Ne le faites pas aveuglément. Sur les hôtes single‑homed, rp_filter strict est correct. Sur les hôtes multi‑homed, mettez‑le en loose (2) par interface si l’asymétrie est légitime. Mieux : concevez le routage pour être symétrique quand c’est possible.
8) Pourquoi ping marche mais apt/curl échoue ?
Ping est petit et simple. apt/curl touchent DNS, TCP, TLS, proxies, et souvent des paquets plus gros. Les problèmes MTU/PMTUD et DNS sont les raisons les plus courantes de ce décalage.
9) IPv6 peut‑il causer « pas d’internet » même si IPv4 va bien ?
Oui. Beaucoup de clients préfèrent IPv6 ; un routage IPv6 cassé peut mener à des échecs lents. Testez avec curl -4 vs curl -6 et confirmez les routes par défaut IPv6 et le statut RA/DHCPv6.
10) Je l’ai réparé avec un ip route add default manuel. Comment le rendre persistant ?

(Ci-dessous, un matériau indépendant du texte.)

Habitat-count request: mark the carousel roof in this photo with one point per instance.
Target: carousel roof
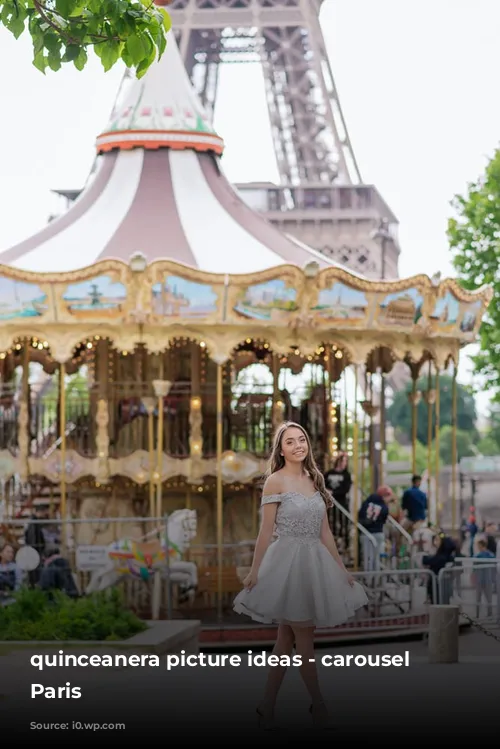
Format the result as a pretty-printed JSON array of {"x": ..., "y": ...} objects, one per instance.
[{"x": 159, "y": 189}]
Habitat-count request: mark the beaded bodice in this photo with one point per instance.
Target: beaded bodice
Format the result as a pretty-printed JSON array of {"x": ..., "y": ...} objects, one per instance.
[{"x": 297, "y": 515}]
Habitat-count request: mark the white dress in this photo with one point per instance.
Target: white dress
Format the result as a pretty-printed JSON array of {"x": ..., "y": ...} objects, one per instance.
[{"x": 299, "y": 582}]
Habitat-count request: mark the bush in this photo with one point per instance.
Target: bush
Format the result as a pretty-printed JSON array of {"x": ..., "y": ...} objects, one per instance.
[{"x": 37, "y": 615}]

Mettez la configuration dans le gestionnaire réseau du système (netplan, NetworkManager, ifupdown, ou networkd). Les changements manuels ip route disparaissent au reboot ou au flap du lien — et ils reviendront vous hanter.
Prochaines étapes que vous pouvez réellement faire
Si vous ne retenez rien d’autre : cessez de faire confiance à « connecté » et commencez à interroger le noyau. Lancez ip route, ip rule, et ip route get. Ces trois commandes vous diront ce que l’hôte croit du monde.
Puis faites les corrections ennuyeuses, dans l’ordre :
- Assurez‑vous qu’il existe exactement une route par défaut voulue pour la classe de trafic qui vous importe (ou plusieurs, mais avec métriques et règles explicites).
- Rendez le routage par politique explicite, documenté et minimal. Si vous ne pouvez pas expliquer chaque
ip rule, vous ne possédez pas votre routage. - Validez le DNS via
resolvectlet testez par IP pour séparer les préoccupations. - Si les applications bloquent, traitez le MTU comme suspect principal jusqu’à preuve du contraire.
- Persistez les changements dans le gestionnaire correct (netplan/NM/networkd) et évitez la configuration split‑brain.
Le réseau en production n’est pas difficile parce que les commandes sont compliquées. Il est difficile parce que les humains continuent d’empiler « juste une chose de plus » jusqu’à ce que l’hôte devienne un roman choose‑your‑own‑adventure. Votre travail est d’en faire à nouveau une liste de courses.